The MoonTails are constructed using 99.99% pure gold plated OCC (Ohno Continuous Casting) copper wire; and 99.99% pure silver plated OCC copper wire. These are used in combination to make up both the positive and negative conductors.
These conductors are sleeved in an unbleached cotton dielectric; Jade Audio say that this allows for only 5% of the wire surface to be in contact with the cotton, leaving the remaining 95% in air (the next best dielectric to a vacuum!), and that cotton is second only to air as a good real-world dielectric giving the least energy storage possible.
The appearance is very distinctive, with more than a hint of goldness shining thru the outer sleeving! They are also surprisingly light, and quite flexible considering their broad diameter.
The Reviewer’s Perspective
I have been something of a cable obsessive over the years and have tried and enjoyed cables at all price levels from £5 a pair to over £1,000 a pair. It’s fair to say, though, that I have also found rather more cables which didn’t float my boat at all price levels as well!

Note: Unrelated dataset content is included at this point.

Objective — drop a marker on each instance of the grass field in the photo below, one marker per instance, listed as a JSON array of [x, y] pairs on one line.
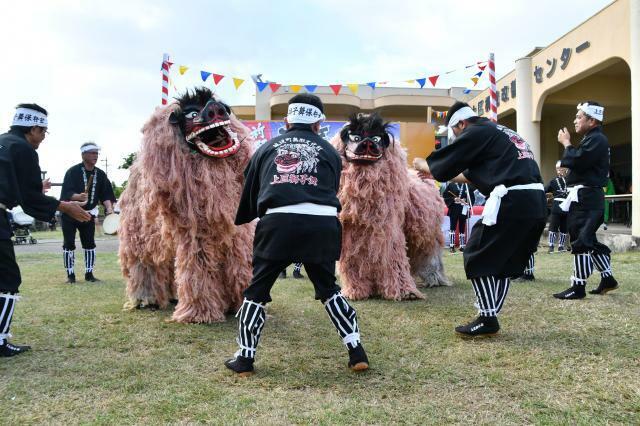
[[554, 362]]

My own preferences are for a detailed, focussed and explicit sound with vibrant in-the-room presence. It’s a seat in the front stalls for me! And personally, I’d be happy to sacrifice, for example, some bottom end grunt and slam for increased midrange transparency and detail. But others will differ in their priorities, and that’s fair enough.

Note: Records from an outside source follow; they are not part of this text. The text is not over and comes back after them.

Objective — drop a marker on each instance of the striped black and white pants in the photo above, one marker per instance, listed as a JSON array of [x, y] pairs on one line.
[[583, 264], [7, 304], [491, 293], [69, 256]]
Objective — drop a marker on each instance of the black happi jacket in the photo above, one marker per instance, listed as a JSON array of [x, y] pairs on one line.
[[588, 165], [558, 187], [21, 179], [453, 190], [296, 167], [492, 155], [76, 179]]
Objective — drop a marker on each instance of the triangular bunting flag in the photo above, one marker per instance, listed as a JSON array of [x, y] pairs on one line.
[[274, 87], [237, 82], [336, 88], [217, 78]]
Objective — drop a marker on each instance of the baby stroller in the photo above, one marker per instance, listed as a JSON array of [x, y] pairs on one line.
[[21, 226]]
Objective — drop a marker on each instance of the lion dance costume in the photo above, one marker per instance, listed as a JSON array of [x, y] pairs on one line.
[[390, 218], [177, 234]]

My job as a reviewer is to present you, the reader, with as objective an assessment as I can of the sound presentation of any component, and not praise or dismiss it based only on the vaguaries of my own personal taste. I intend my reviews to be just a guide to help you decide if something should be on your list of candidates for purchase.
Sonics
Getting straight to the point, I was impressed. I very much enjoyed using these cables in my system and they suit my own preferences in sonic presentation well.
I liked the Moontails even more in some ways than my own reference RFC Pluto cables – they are a tad more open and have a little bit more presence at the top end, which I liked. Some folk may find them a little tonally ‘hot’, especially if used with hifi equipment which is already a little on the toppy side.

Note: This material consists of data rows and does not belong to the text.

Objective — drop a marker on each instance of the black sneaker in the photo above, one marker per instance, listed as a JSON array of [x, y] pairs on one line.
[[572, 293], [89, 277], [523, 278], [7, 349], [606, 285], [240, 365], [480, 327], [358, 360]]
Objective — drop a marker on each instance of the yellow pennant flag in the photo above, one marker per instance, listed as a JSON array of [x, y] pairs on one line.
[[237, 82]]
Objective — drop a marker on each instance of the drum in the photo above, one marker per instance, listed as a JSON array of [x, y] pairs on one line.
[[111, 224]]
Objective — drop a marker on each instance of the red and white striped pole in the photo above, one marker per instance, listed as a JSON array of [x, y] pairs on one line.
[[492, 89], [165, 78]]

One of my favourite recordings, both for review duties and musical enjoyment, is Vol 1 of Naxos’ solo lute sonatas by Silvius Weiss, a composer from the Baroque period and a contemporary of JS Bach. The delicacy and transient speed of the lute’s plucked strings, and its placement within a somewhat reverberant acoustic space, is pretty much perfectly captured in this wonderful recording made in a Canadian church – ideal for assessing the abilities of hifi equipment!
The Moontails were very good, but not the best I have heard; the imaging is not quite as focussed as a good solid core (single strand) cable, they are a little vague in imaging in comparison. The Moontails are as good as the best multi-strand that I have heard, though, and some listeners find solid core cables to lack a little weight and solidity. Perhaps you can’t have everything in one component! In the Weiss solo lute sonata CD, the sonic image of the lute is just a little smeared and unfocussed using the Moontails compared to the best I have heard, with the lute rather further forward than I think it should be, and the sense of acoustic space a little diluted. I’m deliberately being a bit picky here, the cables are still very good!
Bass as conveyed by the Moontails is deep, taut and cleanly textured – not better than I’ve heard before, but up there with the best.
A minute or so into Dougie MacClean’s wonderfully atmospheric song ‘Ready for the Storm’ on his double album ‘Essential Dougie MacLean’ there is a deep and vibrantly controlled bass synth phrase. This catches so many components out, but the Moontails allowed it to pass unhindered – very nice indeed! Actually, it’s a fantastic track in a fantastic album – with superbly clean and transparent sonics – well worth getting!
It’s well worth mentioning the Moontails’ portayal of vocals at this point, too. Very open and clear with pure tonality. Dougie MacLean’s voice is conveyed with wonderful clarity and presence through the Moontails.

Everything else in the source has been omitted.